Tragedia alla cascina Miglio di Motta Baluffi, in provincia di Cremona. Durante una manovra in retromarcia nell’aia dell’azienda di famiglia, il figlio non si è accorto del passaggio del padre dietro al mezzo agricolo. Così un agricoltore di 76 anni è stato travolto e ucciso dal figlio, che era alla guida di un trattore. La tragedia è avvenuta nell’azienda agricola con sede in via Guglielmo Marconi 59, all’ingresso nord di Motta Baluffi.

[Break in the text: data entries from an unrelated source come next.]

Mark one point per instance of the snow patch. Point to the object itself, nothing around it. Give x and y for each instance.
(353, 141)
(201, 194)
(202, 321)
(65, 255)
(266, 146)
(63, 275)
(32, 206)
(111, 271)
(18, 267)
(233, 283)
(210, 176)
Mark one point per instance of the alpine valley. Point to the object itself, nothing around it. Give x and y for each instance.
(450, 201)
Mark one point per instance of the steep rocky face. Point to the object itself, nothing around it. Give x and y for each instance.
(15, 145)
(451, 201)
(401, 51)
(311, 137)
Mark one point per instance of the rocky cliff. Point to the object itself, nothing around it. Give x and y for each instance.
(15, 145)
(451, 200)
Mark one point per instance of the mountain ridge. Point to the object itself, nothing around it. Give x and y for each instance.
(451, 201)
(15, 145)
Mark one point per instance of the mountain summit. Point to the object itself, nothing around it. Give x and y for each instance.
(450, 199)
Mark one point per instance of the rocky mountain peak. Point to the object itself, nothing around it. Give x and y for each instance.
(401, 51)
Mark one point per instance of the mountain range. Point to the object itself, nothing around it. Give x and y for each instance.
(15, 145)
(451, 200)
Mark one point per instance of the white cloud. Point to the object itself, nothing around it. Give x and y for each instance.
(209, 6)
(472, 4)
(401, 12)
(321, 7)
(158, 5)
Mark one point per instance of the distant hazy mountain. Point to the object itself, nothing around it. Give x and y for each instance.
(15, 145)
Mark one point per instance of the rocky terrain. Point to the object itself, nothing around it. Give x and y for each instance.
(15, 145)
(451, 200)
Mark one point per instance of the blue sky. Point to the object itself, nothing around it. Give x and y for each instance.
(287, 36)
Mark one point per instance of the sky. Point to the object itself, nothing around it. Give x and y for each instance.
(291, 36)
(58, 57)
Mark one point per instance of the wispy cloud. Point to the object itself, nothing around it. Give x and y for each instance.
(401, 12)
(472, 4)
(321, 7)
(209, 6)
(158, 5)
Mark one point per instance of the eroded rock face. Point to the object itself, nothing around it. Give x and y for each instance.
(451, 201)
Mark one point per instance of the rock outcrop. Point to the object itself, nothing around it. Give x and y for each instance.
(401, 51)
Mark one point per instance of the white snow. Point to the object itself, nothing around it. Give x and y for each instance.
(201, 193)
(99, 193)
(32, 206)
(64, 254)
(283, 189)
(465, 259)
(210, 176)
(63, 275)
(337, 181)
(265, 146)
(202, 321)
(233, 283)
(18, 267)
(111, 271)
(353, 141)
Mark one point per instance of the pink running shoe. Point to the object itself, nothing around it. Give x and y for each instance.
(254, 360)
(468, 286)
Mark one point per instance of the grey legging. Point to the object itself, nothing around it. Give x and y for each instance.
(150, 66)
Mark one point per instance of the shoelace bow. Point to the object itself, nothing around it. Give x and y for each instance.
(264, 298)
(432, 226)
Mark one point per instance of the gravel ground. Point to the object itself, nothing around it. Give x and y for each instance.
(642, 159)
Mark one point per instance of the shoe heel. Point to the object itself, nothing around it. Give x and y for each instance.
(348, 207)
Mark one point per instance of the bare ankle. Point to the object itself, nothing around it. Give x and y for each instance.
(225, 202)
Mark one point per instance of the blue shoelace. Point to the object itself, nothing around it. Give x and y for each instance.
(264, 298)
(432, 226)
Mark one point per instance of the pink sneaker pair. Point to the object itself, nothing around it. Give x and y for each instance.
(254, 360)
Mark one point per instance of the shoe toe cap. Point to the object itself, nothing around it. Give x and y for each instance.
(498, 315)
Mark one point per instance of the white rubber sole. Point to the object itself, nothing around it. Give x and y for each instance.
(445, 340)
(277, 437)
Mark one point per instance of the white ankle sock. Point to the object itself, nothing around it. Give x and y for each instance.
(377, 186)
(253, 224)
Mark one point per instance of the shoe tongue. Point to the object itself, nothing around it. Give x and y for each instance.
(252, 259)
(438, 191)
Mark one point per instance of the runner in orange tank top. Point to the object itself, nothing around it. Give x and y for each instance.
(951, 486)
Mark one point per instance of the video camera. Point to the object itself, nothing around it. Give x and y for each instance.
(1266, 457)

In base agli accertamenti eseguiti dai Carabinieri, insieme agli ispettori dell’Ats Val Padana, padre e figlio stavano lavorando insieme dalla prima mattinata di Ferragosto. Avrebbero sbrigato alcuni lavori di spostamento materiale tra i barchessali quando, in un trasferimento breve, l’anziano è stato colpito.
Il settantenne potrebbe avere incrociato all’improvviso la traiettoria del trattore in movimento o essersi piegato a spostare qualcosa a terra. Il figlio non avrebbe avuto il tempo e la visuale necessaria per accorgersi della presenza del genitore. Oppure il conducente, in retromarcia, potrebbe avere avuto una visibilità non sufficiente ad accorgersi del padre dietro.
Sul posto sono arrivati i soccorritori della Cremona Soccorso di Vescovato con una autoambulanza e il personale dell’automedica del 118. Ma per il settantenne, nonostante i tentativi di rianimazione, non c’è stato nulla da fare.